Table Transformer: slice a table with a slice point on a time column
Table Transformer: slice a table with a slice point on a time column
With any table object containing date, date-time columns, or a mixture thereof, any one of those columns can be used to effectively slice the data table in two with a slice_point: and you get to choose which of those slices you want to keep. The slice point can be defined in several ways. One method involves using a decimal value between 0 and 1, which defines the slice point as the time instant somewhere between the earliest time value (at 0) and the latest time value (at 1). Another way of defining the slice point is by supplying a time value, and the following input types are accepted: (1) an ISO 8601 formatted time string (as a date or a date-time), (2) a POSIXct time, or (3) a Date object.
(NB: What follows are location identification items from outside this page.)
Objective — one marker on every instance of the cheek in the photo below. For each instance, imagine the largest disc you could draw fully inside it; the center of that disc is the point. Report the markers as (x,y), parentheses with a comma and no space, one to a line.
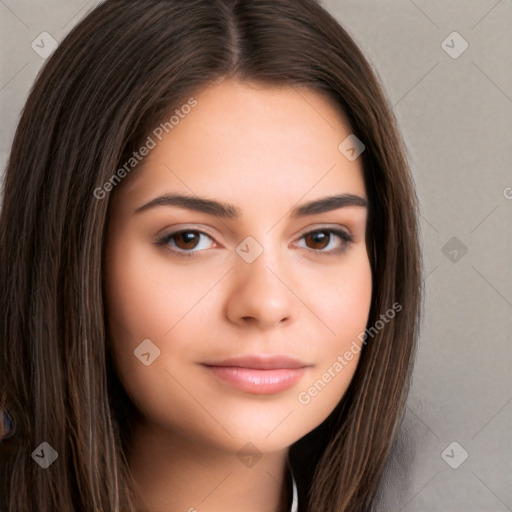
(344,308)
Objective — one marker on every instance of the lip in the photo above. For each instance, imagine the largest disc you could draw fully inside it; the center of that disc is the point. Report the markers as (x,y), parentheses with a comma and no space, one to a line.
(259,374)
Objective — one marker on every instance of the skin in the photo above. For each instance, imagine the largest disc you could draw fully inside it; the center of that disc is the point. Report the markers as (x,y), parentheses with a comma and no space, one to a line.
(265,149)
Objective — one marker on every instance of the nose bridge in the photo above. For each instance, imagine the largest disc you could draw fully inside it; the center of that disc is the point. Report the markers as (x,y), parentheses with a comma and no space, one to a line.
(259,292)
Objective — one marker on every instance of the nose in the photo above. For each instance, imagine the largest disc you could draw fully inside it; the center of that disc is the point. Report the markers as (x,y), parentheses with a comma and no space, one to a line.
(260,294)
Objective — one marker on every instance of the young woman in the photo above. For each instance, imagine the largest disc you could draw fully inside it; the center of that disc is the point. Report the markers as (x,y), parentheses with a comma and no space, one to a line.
(210,267)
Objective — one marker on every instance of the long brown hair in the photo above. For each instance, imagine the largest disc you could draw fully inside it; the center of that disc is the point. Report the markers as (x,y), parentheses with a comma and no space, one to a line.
(114,78)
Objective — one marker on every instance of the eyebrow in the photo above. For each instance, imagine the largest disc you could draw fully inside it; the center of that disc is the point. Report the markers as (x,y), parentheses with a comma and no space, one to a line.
(229,211)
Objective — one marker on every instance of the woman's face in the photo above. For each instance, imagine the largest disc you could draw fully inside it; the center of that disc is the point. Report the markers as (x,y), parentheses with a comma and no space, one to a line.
(264,281)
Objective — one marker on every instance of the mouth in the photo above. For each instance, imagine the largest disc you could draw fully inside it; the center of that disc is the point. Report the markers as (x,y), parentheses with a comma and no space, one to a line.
(259,374)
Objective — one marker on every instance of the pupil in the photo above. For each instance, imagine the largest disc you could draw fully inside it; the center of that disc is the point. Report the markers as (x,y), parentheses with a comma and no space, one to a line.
(188,238)
(319,237)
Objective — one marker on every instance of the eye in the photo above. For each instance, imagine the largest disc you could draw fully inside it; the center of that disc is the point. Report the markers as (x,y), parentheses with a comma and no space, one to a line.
(187,242)
(182,242)
(322,238)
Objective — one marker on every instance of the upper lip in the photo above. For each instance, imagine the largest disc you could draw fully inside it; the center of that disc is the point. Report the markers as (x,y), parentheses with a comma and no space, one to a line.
(260,362)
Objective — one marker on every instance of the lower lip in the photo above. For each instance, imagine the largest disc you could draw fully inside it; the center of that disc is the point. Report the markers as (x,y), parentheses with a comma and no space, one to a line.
(262,382)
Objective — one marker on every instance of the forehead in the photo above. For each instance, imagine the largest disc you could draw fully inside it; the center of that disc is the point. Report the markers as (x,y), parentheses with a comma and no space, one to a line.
(252,142)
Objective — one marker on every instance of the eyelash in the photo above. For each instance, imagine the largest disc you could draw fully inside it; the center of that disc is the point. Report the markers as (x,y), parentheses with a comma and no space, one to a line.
(345,237)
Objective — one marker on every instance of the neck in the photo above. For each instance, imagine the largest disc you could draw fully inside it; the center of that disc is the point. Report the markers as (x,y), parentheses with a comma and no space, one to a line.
(173,473)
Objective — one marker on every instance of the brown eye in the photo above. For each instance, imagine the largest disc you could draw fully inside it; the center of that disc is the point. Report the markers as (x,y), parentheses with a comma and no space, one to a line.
(319,239)
(185,240)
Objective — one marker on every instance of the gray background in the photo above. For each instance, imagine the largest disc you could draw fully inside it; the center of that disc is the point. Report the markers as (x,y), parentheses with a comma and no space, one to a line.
(456,118)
The location on the time_column where the slicing will occur. This can either be a decimal value from 0 to 1, an ISO 8601 formatted time string (as a date or a date-time), a POSIXct time, or a Date object.
keep: Data slice to keep
singl-kw:[left|right] // default:"left"
Which slice should be kept? The "left" side (the default) contains data rows that are earlier than the slice_point and the "right" side will have rows that are later.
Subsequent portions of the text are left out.